26 May 2010

Climate Policy Boundary Conditions

The Times reports that the European Union is set to propose increasing its unilateral emissions-reduction target to 30% by 2020:

The European Commission is determined to press ahead with the cuts despite the financial turmoil gripping the bloc, even though it would require Britain and other EU member states to impose far tougher financial penalties on their industries than are being considered by other large economies.

The plan, to cut emissions by 30 per cent on 1990 levels by 2020, would cost the EU an extra £33 billion a year by 2020, according to a draft of the Commission’s communication leaked to The Times.

What's that you just read?
"£33 billion a year by 2020"
That is a total of about 400 billion Euros over 10 years. [UPDATE: A reader writes in to suggest that the Times has its currency wrong, the 33 billion should be in Euros. If so, then the total for the decade is 330 billion Euros. Thanks MW.] It is not going to happen. EurActiv reports the realpolitik:
France and Germany yesterday joined the growing ranks of European countries opposed to making further unilateral moves on climate change, as the European Commission today plans to make the case for raising the EU’s greenhouse gas reduction goal from -20% to -30% by 2020. . .

The common declaration by France and Germany signals a hardening of Europe’s policy on climate change, six months after the failure of UN climate talks in Copenhagen.

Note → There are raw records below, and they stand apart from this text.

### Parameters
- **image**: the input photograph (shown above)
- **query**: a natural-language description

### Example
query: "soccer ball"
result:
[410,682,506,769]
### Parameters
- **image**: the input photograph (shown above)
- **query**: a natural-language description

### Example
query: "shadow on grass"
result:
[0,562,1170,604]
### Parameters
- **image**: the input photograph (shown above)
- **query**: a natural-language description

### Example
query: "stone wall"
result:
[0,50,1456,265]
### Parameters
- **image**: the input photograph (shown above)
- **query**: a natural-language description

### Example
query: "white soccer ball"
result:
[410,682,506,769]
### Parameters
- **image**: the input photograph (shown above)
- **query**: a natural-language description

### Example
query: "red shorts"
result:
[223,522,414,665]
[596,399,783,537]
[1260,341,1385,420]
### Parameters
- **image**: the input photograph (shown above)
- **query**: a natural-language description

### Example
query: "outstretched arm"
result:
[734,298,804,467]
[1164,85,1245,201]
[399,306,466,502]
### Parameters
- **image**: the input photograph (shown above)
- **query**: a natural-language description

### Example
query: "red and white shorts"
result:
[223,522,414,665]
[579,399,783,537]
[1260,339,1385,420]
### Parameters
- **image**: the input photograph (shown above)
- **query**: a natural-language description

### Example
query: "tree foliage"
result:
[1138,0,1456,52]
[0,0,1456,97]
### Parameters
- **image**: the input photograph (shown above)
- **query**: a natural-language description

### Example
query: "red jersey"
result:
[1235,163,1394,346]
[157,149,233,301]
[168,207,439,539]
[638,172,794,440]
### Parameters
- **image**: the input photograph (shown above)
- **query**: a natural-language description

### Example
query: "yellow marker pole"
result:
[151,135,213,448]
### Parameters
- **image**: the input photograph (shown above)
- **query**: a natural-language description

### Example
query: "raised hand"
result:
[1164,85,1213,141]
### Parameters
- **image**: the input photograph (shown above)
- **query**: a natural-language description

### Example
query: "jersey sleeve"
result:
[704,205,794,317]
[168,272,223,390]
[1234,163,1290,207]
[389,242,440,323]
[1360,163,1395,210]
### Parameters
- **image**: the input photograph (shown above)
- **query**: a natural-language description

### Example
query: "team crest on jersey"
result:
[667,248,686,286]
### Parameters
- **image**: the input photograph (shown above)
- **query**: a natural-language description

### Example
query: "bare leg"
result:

It also deals a blow to Connie Hedegaard, the EU’s climate action Commissioner, who is expected to recommend today (26 May) that Europe raises its greenhouse gas reduction target from -20% to -30% by 2020.

For emissions reductions policies to succeed they simply cannot involve high costs (and yes, for the EU 400 billion Euros is a high cost). This is just a political reality, there is no point in complaining about it.